Let's have spatio-temporal dataset ($Y \in \mathbb{R}^{L \times T}$). Where $L$ stands for spatial grid points and $T$ for time. Now let's say that the noise of the system follows a multivatiate gaussian distribution. $y^\ell_t = \epsilon^\ell_t$, where $\epsilon^\ell_t \sim \mathcal{N}(0, \Sigma)$. Standing $\Sigma$ for a the covariance matrix $L \times L$.

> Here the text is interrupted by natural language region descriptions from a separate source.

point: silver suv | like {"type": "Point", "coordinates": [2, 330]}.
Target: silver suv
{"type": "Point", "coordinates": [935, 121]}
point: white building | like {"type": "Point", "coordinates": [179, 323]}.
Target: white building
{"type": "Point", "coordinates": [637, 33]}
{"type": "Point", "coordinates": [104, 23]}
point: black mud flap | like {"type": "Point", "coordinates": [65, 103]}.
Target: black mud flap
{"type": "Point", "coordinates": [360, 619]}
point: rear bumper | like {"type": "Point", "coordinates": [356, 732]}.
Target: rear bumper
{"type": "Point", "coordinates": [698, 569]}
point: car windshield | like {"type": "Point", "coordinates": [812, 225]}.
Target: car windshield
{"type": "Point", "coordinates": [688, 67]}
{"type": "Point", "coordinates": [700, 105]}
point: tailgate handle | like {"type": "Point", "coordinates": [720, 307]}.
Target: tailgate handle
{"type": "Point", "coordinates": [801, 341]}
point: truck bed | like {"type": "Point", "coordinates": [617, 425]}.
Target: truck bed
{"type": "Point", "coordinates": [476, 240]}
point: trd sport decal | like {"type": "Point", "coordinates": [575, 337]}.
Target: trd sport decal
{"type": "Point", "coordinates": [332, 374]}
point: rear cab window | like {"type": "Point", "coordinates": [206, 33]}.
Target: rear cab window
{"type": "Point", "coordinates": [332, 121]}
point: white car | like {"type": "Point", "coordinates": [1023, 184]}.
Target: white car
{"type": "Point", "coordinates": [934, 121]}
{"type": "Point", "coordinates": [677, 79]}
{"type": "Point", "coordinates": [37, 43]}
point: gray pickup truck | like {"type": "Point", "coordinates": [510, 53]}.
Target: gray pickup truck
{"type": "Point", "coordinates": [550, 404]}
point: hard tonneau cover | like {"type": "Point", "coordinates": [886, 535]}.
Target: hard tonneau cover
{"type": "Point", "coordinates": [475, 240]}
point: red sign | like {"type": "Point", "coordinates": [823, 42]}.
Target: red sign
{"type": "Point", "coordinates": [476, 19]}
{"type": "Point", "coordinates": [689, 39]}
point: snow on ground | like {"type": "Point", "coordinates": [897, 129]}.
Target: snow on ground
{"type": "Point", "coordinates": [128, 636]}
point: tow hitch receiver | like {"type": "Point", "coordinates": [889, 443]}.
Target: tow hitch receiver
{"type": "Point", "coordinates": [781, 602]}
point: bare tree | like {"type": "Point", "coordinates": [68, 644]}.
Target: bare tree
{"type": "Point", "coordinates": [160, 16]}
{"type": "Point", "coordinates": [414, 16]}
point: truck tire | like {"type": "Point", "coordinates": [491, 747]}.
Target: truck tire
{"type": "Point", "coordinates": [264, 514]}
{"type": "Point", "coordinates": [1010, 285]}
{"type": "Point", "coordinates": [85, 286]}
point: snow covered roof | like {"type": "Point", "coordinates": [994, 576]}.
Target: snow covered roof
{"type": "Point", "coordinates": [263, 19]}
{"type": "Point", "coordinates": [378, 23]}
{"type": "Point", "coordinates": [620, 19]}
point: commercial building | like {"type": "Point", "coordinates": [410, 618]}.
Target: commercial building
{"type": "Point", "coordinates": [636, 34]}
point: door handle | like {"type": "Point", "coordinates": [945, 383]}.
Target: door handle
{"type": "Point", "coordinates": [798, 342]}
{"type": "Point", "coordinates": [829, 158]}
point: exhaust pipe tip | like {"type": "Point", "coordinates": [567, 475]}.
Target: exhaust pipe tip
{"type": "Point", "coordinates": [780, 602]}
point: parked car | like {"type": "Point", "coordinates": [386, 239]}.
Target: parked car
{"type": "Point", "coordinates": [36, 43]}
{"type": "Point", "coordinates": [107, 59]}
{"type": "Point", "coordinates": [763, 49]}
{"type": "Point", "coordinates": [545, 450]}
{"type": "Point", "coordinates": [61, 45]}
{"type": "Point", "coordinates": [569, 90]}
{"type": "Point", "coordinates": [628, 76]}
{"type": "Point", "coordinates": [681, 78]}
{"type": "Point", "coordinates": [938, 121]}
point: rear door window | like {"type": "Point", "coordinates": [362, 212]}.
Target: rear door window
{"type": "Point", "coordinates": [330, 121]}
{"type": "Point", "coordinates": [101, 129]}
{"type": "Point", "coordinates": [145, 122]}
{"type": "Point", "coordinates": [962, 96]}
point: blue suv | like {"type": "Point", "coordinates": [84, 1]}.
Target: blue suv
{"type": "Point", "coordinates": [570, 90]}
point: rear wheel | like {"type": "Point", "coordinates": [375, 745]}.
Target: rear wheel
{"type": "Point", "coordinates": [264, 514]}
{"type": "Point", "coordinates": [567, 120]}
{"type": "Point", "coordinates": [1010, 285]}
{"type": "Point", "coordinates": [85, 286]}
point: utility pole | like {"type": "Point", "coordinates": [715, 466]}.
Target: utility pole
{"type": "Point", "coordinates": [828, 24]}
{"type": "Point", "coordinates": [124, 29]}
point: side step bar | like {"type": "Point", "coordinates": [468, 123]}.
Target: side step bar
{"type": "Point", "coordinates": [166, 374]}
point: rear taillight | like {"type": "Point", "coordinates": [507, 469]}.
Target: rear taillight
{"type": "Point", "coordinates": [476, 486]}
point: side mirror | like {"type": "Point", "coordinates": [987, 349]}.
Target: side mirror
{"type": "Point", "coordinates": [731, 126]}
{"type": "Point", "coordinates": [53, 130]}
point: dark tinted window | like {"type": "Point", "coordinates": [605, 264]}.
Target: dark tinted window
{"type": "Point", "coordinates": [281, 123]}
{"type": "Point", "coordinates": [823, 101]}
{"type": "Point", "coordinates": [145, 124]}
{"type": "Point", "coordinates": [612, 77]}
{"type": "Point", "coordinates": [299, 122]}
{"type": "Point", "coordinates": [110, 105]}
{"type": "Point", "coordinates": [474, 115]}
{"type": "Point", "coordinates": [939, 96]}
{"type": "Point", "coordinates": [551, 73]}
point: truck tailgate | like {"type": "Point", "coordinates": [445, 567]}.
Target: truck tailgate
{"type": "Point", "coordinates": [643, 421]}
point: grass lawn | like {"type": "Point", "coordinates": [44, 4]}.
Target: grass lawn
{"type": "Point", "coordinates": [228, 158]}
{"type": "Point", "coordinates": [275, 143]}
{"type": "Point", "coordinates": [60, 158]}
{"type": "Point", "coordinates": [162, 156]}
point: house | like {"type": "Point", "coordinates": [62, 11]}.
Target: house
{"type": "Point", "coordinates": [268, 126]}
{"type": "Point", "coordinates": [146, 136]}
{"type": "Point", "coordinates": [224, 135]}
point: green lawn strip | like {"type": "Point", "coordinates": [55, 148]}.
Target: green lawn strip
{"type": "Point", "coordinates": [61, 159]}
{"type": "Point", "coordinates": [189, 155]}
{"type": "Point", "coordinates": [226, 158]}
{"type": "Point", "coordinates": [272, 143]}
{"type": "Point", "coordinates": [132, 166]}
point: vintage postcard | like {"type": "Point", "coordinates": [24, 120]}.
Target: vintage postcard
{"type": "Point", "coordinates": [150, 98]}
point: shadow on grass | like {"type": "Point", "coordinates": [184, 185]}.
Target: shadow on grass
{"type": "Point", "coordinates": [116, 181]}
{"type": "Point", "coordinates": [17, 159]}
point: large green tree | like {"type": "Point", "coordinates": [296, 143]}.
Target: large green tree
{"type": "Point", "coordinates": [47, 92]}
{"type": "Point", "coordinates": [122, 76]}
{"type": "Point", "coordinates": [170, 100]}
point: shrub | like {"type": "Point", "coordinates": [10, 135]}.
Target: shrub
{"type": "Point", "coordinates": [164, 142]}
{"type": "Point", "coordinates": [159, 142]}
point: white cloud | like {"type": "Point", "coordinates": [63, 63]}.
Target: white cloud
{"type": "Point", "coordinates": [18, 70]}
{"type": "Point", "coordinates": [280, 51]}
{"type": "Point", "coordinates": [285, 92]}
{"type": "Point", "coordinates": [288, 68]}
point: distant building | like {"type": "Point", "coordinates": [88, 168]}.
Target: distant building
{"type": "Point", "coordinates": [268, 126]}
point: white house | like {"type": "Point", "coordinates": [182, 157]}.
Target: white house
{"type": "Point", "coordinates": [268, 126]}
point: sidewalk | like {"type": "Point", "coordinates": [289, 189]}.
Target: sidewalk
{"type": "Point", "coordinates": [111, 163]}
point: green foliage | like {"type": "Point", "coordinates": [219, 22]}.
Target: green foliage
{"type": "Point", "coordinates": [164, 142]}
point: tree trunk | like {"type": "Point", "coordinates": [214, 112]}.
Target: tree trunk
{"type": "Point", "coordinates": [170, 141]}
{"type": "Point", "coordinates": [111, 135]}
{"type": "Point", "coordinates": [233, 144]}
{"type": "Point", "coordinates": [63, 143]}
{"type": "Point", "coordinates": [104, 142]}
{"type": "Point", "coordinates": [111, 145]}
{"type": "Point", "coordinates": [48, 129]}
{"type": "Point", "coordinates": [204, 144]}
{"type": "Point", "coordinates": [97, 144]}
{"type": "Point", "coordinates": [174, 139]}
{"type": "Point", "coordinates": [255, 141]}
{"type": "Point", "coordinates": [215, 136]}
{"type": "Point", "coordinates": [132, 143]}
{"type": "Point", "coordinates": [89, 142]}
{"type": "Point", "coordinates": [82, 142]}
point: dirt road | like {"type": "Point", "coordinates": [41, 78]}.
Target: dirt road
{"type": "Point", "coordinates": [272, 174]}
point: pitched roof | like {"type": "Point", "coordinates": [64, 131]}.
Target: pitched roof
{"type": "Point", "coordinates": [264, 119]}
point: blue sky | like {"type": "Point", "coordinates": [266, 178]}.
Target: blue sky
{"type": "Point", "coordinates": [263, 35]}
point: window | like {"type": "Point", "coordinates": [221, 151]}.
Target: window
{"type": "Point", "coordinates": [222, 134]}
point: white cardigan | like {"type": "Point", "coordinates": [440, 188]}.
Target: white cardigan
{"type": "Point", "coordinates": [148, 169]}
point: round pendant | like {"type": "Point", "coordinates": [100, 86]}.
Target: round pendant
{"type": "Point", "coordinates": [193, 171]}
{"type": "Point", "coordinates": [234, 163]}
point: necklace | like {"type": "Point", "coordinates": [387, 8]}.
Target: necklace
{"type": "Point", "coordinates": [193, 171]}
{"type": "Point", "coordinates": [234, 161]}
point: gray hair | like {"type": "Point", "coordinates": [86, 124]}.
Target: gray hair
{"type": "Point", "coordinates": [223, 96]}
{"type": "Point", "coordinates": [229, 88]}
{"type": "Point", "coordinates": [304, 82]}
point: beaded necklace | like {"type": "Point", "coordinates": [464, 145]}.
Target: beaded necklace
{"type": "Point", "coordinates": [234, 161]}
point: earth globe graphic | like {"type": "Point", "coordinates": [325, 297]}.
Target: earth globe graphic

Now, we have three different blocs (close spatial points) where the spatial points of each bloc covary together, but independently of the others bloc. Then, our $\Sigma$ is a diagonal block matrix. For example
import numpy as np
import matplotlib.pyplot as plt
from sklearn.decomposition import PCA
Sigma = np.zeros((8*30,30*8))
Sigma[:40, :40] = 0.3 # First bloc
Sigma[88:136, 88:136] = 0.3 # Second block
Sigma[200:, 200:] = 0.3
np.fill_diagonal(Sigma,1)
plt.imshow(Sigma)
Now we create a random data from that $\Sigma$ covariance matrix. And perform pca on top of it. I would expect the first three components to stand for each region where noise covary. For the shake of interpretability, we will assume that our spatio-temporal model lives in a $8 \times 30$ space, that is $L = 240$. In this spatio temporal model there are three blocs of covariant points corresponding to the contiguous grid-points 0:44, 88:136 and 200:240. According to $\Sigma$. Then,
Y = np.random.multivariate_normal(np.zeros(8*30), Sigma, size=50000)
pca = PCA(n_components=3)
pca.fit(Y)
for i in range(3):
# Reshaping the components to a spatial representation allows us to plot
# the components as the contribution of each grid point to each component.

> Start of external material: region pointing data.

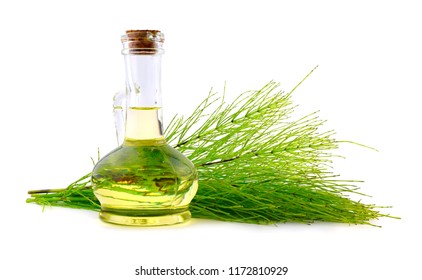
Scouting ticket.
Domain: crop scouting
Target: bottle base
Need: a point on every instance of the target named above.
(145, 218)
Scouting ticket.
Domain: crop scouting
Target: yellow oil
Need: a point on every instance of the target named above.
(144, 182)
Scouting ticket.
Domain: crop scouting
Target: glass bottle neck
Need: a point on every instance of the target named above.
(143, 97)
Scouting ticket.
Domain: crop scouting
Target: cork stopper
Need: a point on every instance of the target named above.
(143, 42)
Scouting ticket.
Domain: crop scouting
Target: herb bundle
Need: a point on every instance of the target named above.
(255, 165)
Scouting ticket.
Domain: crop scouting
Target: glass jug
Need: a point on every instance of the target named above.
(143, 182)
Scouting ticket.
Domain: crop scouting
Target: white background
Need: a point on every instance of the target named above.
(60, 65)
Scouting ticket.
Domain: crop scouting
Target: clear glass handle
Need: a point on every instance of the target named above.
(119, 112)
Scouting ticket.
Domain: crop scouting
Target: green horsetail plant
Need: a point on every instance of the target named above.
(256, 165)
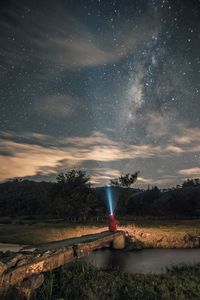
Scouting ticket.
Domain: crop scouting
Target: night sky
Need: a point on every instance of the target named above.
(108, 87)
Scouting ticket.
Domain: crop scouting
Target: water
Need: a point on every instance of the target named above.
(143, 261)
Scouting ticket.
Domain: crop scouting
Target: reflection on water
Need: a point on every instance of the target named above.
(143, 261)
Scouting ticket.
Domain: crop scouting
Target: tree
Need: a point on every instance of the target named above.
(74, 178)
(72, 196)
(125, 180)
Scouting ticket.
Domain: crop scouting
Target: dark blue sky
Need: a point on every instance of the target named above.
(105, 86)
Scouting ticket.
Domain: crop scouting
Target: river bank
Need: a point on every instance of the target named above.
(83, 281)
(140, 233)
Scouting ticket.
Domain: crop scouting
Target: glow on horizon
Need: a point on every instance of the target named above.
(109, 200)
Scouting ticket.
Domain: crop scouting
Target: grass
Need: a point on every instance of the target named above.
(82, 281)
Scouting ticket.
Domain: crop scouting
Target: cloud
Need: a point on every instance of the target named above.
(163, 181)
(60, 42)
(187, 135)
(30, 154)
(190, 172)
(60, 106)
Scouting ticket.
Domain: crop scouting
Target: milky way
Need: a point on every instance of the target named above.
(108, 87)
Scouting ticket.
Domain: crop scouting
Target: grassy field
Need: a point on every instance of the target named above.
(34, 232)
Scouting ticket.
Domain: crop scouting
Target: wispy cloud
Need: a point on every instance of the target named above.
(61, 41)
(37, 153)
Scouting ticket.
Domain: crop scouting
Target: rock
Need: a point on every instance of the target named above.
(3, 268)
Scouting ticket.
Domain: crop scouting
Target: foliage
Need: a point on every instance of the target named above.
(73, 198)
(125, 180)
(82, 281)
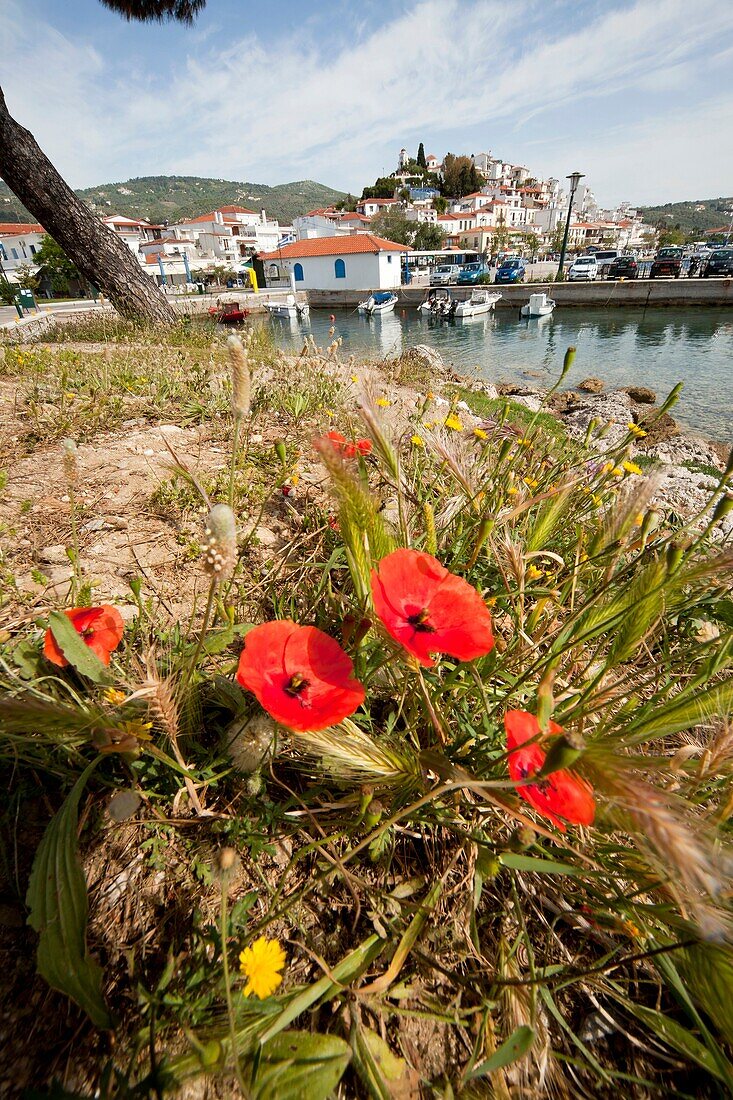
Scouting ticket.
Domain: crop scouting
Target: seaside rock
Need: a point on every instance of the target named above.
(658, 429)
(612, 409)
(682, 449)
(642, 395)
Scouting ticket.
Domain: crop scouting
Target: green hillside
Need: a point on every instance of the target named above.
(697, 215)
(170, 198)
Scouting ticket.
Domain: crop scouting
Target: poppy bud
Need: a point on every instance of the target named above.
(723, 507)
(562, 752)
(522, 838)
(568, 361)
(70, 466)
(240, 377)
(674, 557)
(220, 551)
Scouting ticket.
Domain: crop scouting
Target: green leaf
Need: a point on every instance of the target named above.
(57, 901)
(678, 1037)
(75, 649)
(299, 1066)
(512, 1049)
(518, 862)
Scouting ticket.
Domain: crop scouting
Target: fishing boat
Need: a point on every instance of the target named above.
(228, 312)
(291, 307)
(381, 301)
(481, 301)
(438, 304)
(539, 305)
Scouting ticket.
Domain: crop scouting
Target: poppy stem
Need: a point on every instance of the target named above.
(232, 468)
(205, 625)
(230, 1007)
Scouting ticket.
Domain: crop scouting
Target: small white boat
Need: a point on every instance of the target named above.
(381, 301)
(439, 303)
(481, 301)
(539, 305)
(291, 307)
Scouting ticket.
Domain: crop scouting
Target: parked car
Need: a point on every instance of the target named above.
(667, 262)
(720, 263)
(471, 273)
(624, 267)
(604, 259)
(445, 275)
(511, 271)
(583, 267)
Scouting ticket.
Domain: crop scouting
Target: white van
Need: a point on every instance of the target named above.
(445, 275)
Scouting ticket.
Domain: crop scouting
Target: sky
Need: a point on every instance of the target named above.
(635, 94)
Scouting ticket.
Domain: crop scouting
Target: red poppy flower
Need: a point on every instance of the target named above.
(100, 627)
(299, 674)
(561, 796)
(428, 609)
(345, 448)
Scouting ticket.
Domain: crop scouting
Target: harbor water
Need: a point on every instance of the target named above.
(654, 348)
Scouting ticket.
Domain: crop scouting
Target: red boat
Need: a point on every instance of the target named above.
(230, 312)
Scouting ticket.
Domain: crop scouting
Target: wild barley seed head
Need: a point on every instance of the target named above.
(240, 376)
(70, 463)
(220, 549)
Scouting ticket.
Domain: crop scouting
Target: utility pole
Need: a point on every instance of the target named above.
(575, 178)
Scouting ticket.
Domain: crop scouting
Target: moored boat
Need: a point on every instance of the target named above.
(481, 301)
(439, 303)
(539, 305)
(381, 301)
(291, 307)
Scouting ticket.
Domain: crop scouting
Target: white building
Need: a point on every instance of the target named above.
(19, 244)
(360, 262)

# The spatial dimensions are 30 x 8.
plt.imshow(pca.components_[i, :].reshape((30,8)))
plt.colorbar()
plt.show()
plt.close()
The fact is, that I see that they are correlated. And I'm not really sure why, given that I would expect that the principal components of PCA to be orthogonal between them. I also plot the correlation matrix of the first three components.

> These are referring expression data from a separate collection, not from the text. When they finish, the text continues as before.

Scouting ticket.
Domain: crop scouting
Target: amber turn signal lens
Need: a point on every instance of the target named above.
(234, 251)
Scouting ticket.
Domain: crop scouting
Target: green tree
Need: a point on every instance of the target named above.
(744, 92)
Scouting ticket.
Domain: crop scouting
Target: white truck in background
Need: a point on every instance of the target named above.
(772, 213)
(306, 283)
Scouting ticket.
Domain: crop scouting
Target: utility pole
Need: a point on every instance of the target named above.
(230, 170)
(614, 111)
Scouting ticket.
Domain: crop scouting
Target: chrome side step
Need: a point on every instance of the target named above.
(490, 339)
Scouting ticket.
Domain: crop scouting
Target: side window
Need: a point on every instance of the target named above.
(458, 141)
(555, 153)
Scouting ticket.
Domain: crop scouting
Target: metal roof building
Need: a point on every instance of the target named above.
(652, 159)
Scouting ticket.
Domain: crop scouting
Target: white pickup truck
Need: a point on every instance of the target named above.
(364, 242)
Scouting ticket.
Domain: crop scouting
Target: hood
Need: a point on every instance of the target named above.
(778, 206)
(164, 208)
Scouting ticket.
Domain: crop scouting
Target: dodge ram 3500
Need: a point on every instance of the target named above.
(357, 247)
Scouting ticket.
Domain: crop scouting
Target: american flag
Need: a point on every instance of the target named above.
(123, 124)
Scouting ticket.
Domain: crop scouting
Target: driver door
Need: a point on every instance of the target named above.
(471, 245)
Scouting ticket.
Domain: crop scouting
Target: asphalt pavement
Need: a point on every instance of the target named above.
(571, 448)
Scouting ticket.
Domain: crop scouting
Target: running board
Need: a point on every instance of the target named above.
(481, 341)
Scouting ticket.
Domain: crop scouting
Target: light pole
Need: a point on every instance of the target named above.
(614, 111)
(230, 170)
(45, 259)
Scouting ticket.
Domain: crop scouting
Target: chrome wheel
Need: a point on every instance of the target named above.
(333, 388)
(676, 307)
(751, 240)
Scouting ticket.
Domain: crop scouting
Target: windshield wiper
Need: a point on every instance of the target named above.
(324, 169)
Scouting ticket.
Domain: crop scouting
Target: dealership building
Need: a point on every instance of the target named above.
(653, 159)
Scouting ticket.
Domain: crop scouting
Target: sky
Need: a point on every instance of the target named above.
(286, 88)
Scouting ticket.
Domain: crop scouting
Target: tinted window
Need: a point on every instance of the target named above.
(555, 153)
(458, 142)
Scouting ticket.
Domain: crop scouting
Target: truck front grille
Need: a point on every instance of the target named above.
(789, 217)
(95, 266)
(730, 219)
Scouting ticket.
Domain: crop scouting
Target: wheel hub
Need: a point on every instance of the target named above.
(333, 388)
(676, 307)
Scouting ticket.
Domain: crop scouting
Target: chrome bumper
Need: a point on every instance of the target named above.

components = pca.components_
corr_2 = np.corrcoef(components)
plt.imshow(corr_2)
plt.colorbar()
Shouldn't the elements outside of the diagonal of that matrix be 0?
I've also try Varimax rotation, where the three components are now independent.
I guess I am missing some fundamental understanding of what means that the components are orthogonal. Could someone bring light on why the correlation matrix of the 3 comnponents has non-zeros outside of the diagonal?